The medic asks all the usual questions and gives me a shot of something for pain. “H ow did this happen, what is my pain level on a scale of one to ten?” I think I answer them. My vitals are taken. I’ve been in this game long enough to know they’re monitoring me for how badly I’m in shock. My clothes are cut from me and I’m wrapped in a Mylar blanket to conserve my body heat. Over the course of the next several minutes, the nameless medic works to gauze me as I bite down on a rag Cal hands me.

Motherfucker.

The waves of nausea continue with the pain. Being burned like this feels like you’re still on fire. Nothing and no one can stop it.

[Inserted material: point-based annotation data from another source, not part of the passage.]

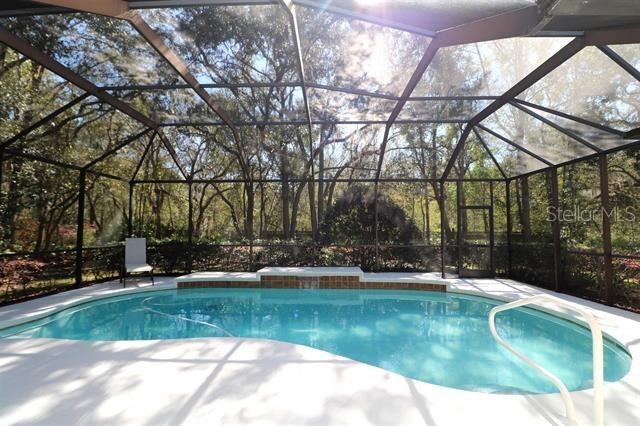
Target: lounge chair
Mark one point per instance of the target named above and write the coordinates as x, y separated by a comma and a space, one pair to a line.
135, 259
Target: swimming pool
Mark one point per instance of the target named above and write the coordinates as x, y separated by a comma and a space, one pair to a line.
440, 338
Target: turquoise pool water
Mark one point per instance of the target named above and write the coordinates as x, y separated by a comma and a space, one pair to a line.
438, 338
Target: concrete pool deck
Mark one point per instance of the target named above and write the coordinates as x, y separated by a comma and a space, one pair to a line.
253, 381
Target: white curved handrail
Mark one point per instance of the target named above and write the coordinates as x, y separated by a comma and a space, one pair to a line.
598, 356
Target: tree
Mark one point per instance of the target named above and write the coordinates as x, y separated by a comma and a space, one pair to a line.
352, 221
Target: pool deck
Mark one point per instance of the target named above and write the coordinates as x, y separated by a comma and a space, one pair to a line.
254, 381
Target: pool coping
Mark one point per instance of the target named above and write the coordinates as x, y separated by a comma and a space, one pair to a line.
622, 326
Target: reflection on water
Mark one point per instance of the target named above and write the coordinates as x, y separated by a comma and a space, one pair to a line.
438, 338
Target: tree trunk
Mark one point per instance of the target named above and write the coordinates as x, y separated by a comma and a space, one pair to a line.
525, 210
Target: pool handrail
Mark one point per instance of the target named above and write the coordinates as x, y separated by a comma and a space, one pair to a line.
597, 350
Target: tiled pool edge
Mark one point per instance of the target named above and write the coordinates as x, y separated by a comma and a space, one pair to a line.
322, 282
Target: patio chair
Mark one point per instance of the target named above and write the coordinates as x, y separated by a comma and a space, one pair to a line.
135, 259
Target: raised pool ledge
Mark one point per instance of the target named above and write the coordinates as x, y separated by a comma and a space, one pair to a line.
315, 277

They wrap my leg and arm loosely with dry, clean gauze, my clothing hangs from me in tatters, but still in place where it isn’t cut open and soaked through with water as the inbound chopper sounds. When it lands, I watch as it’s loaded up. My medic designates Sup as my patient liaison.

I fade in and out as I’m loaded.

“Keep you posted, Tim,” Sup calls out. Tim. That’s the medic’s name.

“We’ll be there in less than fifteen. We’re going to Bakersfield,” Sup tells me reassuringly. “Seems like mostly seconds, you got a fucking horseshoe up your ass, boy,” he says.

I think I nod, but I’m not sure. The moment the pilot’s voice speaks over his comms to Bakersfield letting them know we’re on route, I close my eyes. I will myself to fall back into the sleep where Violette’s smile was all for me, and then I let the darkness take me.